My mom, who was raised in post-war Germany, was nothing short of a domestic perfectionist herself. Early in their marriage (and also my childhood), she used to harangue my dad about hanging his pants over various pieces of furniture throughout the house. Finally, he looked up at her from where he was sitting, put the newspaper down, and said, “How about I just put a nail in the wall and hang my pants there?”
Yes, a strange bundle of perfectionistic contradictions, my dad. The same was true, however, of Christmas (described in Part 6, “Eruptions of Joy“), so one must work to sift determination to discern what might be good from what might be bad, and also what might just be so.
When I’d get mad at Deb about something or other, I had a habit of saying, to get my way, “It’s the principle of the thing. The principle is bound to the universal.” Complete poppycock, and I knew it, but I was trying to win, and it was a pretty good move for a while, until Deb said, after the thing argued about crumbled into utter ruin after I’d gotten my way, “Well, it was the principle of the thing, after all…”

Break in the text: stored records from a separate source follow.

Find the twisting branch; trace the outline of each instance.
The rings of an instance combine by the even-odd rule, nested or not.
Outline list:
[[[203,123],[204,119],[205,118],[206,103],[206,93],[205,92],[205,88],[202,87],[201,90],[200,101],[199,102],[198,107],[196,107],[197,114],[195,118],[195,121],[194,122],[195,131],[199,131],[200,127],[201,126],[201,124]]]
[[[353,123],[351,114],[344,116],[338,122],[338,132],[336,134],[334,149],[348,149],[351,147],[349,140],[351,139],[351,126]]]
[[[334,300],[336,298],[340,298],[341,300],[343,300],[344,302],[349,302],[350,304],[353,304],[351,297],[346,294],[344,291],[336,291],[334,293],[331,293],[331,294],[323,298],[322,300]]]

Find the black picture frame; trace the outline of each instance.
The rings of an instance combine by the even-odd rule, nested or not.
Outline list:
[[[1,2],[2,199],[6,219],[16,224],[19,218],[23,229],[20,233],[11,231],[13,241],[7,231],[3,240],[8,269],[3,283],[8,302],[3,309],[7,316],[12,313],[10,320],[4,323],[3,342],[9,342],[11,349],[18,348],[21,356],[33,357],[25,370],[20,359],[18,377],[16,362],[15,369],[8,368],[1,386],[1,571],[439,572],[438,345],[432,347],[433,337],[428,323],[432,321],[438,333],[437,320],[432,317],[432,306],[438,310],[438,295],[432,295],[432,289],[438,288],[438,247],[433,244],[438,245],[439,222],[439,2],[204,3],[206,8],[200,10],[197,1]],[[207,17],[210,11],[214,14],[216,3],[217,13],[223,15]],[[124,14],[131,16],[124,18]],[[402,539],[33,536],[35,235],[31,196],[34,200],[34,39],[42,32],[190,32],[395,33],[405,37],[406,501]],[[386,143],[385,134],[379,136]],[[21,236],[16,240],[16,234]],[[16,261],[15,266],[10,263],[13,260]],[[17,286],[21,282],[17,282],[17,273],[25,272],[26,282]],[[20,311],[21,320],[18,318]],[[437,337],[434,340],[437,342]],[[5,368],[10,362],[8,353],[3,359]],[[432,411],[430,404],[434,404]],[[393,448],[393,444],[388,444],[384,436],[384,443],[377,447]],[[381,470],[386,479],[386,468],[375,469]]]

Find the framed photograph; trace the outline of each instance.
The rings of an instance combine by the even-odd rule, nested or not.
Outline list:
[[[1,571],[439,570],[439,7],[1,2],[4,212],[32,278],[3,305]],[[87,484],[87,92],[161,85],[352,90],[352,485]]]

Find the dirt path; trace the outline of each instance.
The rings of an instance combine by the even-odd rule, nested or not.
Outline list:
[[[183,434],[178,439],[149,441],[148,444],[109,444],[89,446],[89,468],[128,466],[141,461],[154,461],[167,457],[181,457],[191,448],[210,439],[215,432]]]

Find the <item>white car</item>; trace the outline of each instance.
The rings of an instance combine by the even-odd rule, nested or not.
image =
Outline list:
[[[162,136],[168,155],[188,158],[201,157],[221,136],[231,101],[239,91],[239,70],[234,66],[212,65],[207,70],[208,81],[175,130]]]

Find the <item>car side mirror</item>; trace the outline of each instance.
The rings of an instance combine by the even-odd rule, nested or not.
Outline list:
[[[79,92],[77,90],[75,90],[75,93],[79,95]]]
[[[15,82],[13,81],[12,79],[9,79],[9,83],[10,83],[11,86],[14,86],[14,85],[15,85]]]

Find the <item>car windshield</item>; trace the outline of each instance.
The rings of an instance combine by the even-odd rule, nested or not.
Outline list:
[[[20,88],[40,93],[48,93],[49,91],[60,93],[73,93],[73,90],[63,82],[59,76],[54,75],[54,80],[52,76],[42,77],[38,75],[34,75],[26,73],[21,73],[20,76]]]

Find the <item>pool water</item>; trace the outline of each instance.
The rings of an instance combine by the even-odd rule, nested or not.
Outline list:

The principle of the thing was in no way bound to the universal (it might have been, but that wasn’t the point); it was bound to my father’s loins, carried from his father’s, and probably from his father’s, until the point immemorial when the behavior first expressed itself genetically, perhaps when my ancestor Charles fought against the British in the American War for Independence, not for the ideals expressed in the Declaration of Independence, but because George III was not his king; he was a usurper to the throne, a Protestant (spits), so Charles Duke fought under the French flag, winning property for his ancestors which stretches all down the eastern slopes of southern Appalachia.
It was the principle of the thing, along with the circumstances of the American War for Independence.
My ancestors pressed on southward and westward, using the mountains as a shield, until the American Civil War ended their hegemony, my immediate ancestors being forced out of Georgia and into Alabama and points west by Sherman’s conflagrations. Yet it was in their genetics to move, adopting the pioneer spirit to found something commercial or academic, and so they did keep moving and founding. My grandfather, under possession of the demon drink, returned home, against his nature. My dad, under possession of the nightmares of my grandfather, left home, but never really left. And here I am, in Tonawanda, raising four boys, saying to them, out of envy, “Stay here. Stay in Buffalo. Let’s take care of each other, shall we? Let’s put down roots.”
My wife once encouraged me to put my office in the main part of the house so that I could study and correspond in the midst of the family, being a fatherly presence throughout the day. There was a moment of crisis. “Your filing system is just stacks on your desk,” she said.
“Yes,” I said. “If it’s not out, I forget about it. So I stack things in separate piles, working through each pile.”
About three weeks later, she moved me back into my hovel downstairs in the basement.
Did I mention in Part 7? Our 23rd Anniversary is in May 2019.